June 4, 2026 · View on GitHub

CoderMind provides 15 slash commands that work in three paths:

  • Forward pipeline: Requirements → Repository Planning Graph (RPG) → Code
  • Reverse encoder: Existing code → RPG
  • Surgical edit: Natural-language changes applied to code, RPG, and dependency graph together

Note on data paths. Throughout this document, paths shown as .cmind/data/... and .cmind/logs/... are stable logical names. The actual files live outside the workspace under ~/.cmind/workspaces/<workspace-id>/{data,logs}/, where <workspace-id> is a slug-based identifier and may include an overflow -<hash6> suffix, so that runtime artefacts never enter the user's git repository. Reports (rpg.html, review HTML, etc.) stay in the workspace at <workspace>/.cmind/reports/ because they are small user-facing artefacts users may want to commit. Run cmind version from inside the workspace to see the resolved Data / Logs paths. See project-structure.md for the full layout.

Command Overview

Phase 1: Feature Specification

CommandDescription
/cmind.feature_construct <desc>Run Phase 1 feature specification, build, and refactor in one step — recommended
/cmind.feature_spec <desc>Create structured feature specifications from user input or docs/ files
/cmind.feature_buildGenerate and expand the feature tree from specifications
/cmind.feature_refactorRefactor feature tree into modular component architecture
/cmind.feature_edit <instr>Edit feature tree nodes before skeleton planning — optional

/cmind.feature_construct is the simplest way to drive Phase 1 end-to-end. Use the individual Phase 1 commands only when you want to debug or re-run a specific stage.

Phase 2: RPG Construction and Planning

CommandDescription
/cmind.planRun all five Phase-2 stages in one step with automatic resume — recommended
/cmind.build_skeletonBuild repository file skeleton from component architecture; creates .cmind/data/rpg.json
/cmind.build_data_flowBuild inter-component data flow DAG and update the RPG
/cmind.design_base_classesDesign shared base classes and data structures
/cmind.design_interfacesDesign function/class interfaces with type hints and docstrings
/cmind.plan_tasksPlan dependency-ordered implementation task batches

/cmind.plan is the simplest way to drive Phase 2 end-to-end.
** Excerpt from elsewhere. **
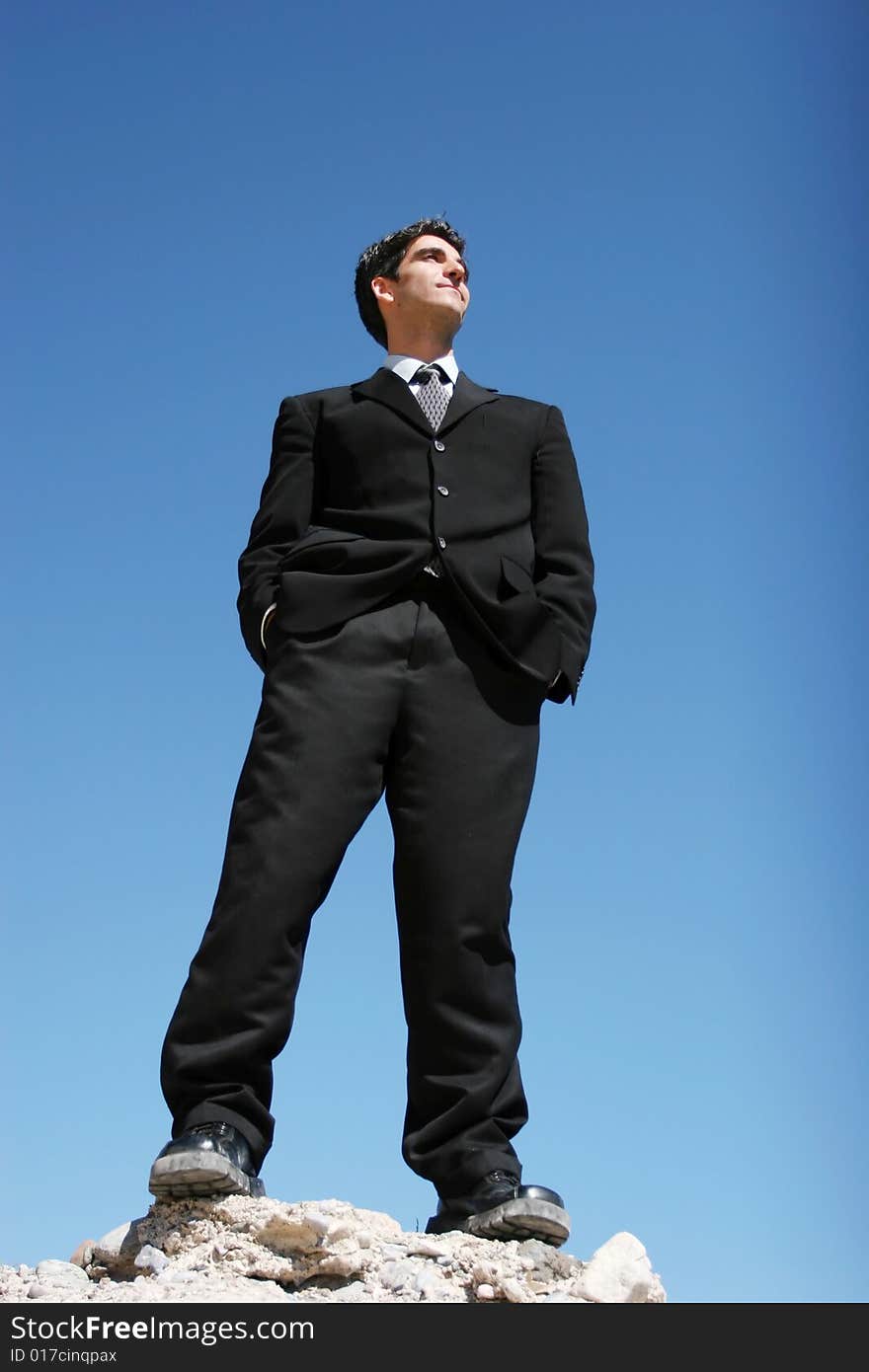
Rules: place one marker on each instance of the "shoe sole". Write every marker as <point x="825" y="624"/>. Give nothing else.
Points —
<point x="190" y="1175"/>
<point x="516" y="1219"/>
Use the individual commands above only when you want to debug or re-run a specific stage.

Phase 3: Code Generation and Surgical Edits

CommandDescription
/cmind.code_genTDD-based implementation with iterative test-code-fix cycles
/cmind.rpg_edit <instr>Surgical edit of RPG graph, code, and dependency graph from a natural-language instruction — optional

RPG Encoder: Code to RPG

CommandDescription
/cmind.encodeEncode an existing repository into .cmind/data/rpg.json
/cmind.update_rpgManually run incremental RPG update when the automatic hook is skipped or fails

Both directions produce the same RPG structure at .cmind/data/rpg.json, enabling AI agents to query the graph via the MCP server (search_rpg, explore_rpg, get_node_detail, list_rpg_tree). See configuration.md for MCP details.

Phase 1: Feature Specification

/cmind.feature_construct

Run the full Phase 1 pipeline (feature_specfeature_buildfeature_refactor) in one step. This is the recommended entry point for creating the feature tree that feeds /cmind.plan.

Input modes:

  • Direct input: provide requirements after the command.
  • Auto-detect: omit input to use existing docs/*.md files automatically.
  • Inline prompt: if neither direct input nor usable docs exist, the command asks for requirements and then continues in the same flow.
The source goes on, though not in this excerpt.